There has been a good number of Alder Lake benchmarks that have popped up on the radar. Yesterday’s Geekbench 5 submission (via Benchleaks), however, gives us a first peek into the hybrid processor’s big cores.
Alder Lake-S will go down in Intel’s history as the first hybrid x86 desktop processor, and from how it looks so far, it may be one of the most confusing processor launches. Alder Lake-S brings together a mixture of ‘Big’ Golden Cove and ‘Small’ Gracemont cores. As you would imagine, that gives life to numerous potential configurations. As of this moment, we’ve learned from a Linux driver update that Alder Lake-S could arrive in up to 12 different flavors, assuming that Intel doesn’t have more tricks up its sleeve.
The latest Alder Lake-S sample lacks a name, but given the details that we already know about Intel’s hybrid chips, we don’t doubt its veracity. The processor under test was operating from a motherboard or test platform based on the upcoming LGA1700 socket. Alder Lake-S is pegged to support both DDR4 and DDR5 memory. Although the submission itself doesn’t specify the type of memory, the detailed report revealed the memory running with timings configured to 36-34-34-63. Given the really sloppy timings, the processor was very likely paired with DDR5 memory.

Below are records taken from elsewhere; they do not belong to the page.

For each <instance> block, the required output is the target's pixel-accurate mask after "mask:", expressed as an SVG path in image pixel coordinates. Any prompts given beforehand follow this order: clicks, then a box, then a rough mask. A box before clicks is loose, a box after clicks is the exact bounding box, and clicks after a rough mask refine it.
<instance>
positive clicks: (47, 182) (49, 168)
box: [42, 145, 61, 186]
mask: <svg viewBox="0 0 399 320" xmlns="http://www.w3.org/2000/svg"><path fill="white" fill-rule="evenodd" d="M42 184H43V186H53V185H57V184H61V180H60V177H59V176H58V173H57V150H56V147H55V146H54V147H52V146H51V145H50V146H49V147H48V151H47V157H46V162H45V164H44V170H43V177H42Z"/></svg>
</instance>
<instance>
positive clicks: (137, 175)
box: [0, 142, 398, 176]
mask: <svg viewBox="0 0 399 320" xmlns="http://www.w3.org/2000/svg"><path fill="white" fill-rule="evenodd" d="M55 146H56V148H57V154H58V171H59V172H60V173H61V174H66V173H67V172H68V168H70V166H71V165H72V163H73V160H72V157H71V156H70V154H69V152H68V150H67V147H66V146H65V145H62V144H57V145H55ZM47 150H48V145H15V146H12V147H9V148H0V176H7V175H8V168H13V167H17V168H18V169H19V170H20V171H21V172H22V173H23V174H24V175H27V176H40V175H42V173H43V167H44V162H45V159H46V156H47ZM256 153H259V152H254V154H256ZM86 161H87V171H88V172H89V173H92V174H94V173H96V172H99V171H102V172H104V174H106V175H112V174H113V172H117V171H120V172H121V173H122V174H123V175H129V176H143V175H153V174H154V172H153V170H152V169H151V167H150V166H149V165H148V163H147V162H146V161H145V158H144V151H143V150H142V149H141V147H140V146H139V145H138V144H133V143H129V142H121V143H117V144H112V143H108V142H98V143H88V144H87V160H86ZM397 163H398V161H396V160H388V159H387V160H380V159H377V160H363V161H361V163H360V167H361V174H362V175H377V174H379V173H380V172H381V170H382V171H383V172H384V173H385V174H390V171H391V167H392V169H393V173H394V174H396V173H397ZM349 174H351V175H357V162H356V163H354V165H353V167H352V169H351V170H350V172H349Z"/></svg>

The Alder Lake processor features eight cores and 16 threads, implying that it’s rolling with only the ‘Big’ Golden Cove cores since the Gracemont cores lack Huper-Threading support. The processor appears to feature a 3 GHz base and boost clock, but it may be an early engineering sample. Nonetheless, a previous Alder Lake-S chip emerged with a 4 GHz boost clock. However, it was the 16-core model, alluding to the eight Golden Cove cores and eight Gracemont cores. Will Intel clock the Golden Core-exclusive SKUs higher than the hybrid SKUs, or vice versa? It’s still uncertain how Alder Lake-S will play out.
Unfortunately, the Geekbench 5 submission doesn’t provide us with any meaningful insight into the Alder Lake-S chip’s performance, so it’s unclear how it will stack up in our CPU Benchmarks hierarchy. The OpenCL benchmark only taxes the graphics card, which in this case was a GeForce RTX 2080. So, we can’t really pass judgment on the Alder Lake-S processor’s gaming performance or whether it bottlenecks the Turing-based graphics card or not.
Alder Lake, which is based on Intel’s 10nm Enhanced SuperFin process, will enter mass production in the second half of this year. Not surprisingly, the processors will command fresh LGA1700 motherboards with the 600-series chipset and, of course, DDR5 memory. Upgrading to the new platform certainly won’t be easy on the pockets, and pricing will be the ultimate determinant on whether or not Alder Lake makes an appearance on our list of Best CPUs for gaming.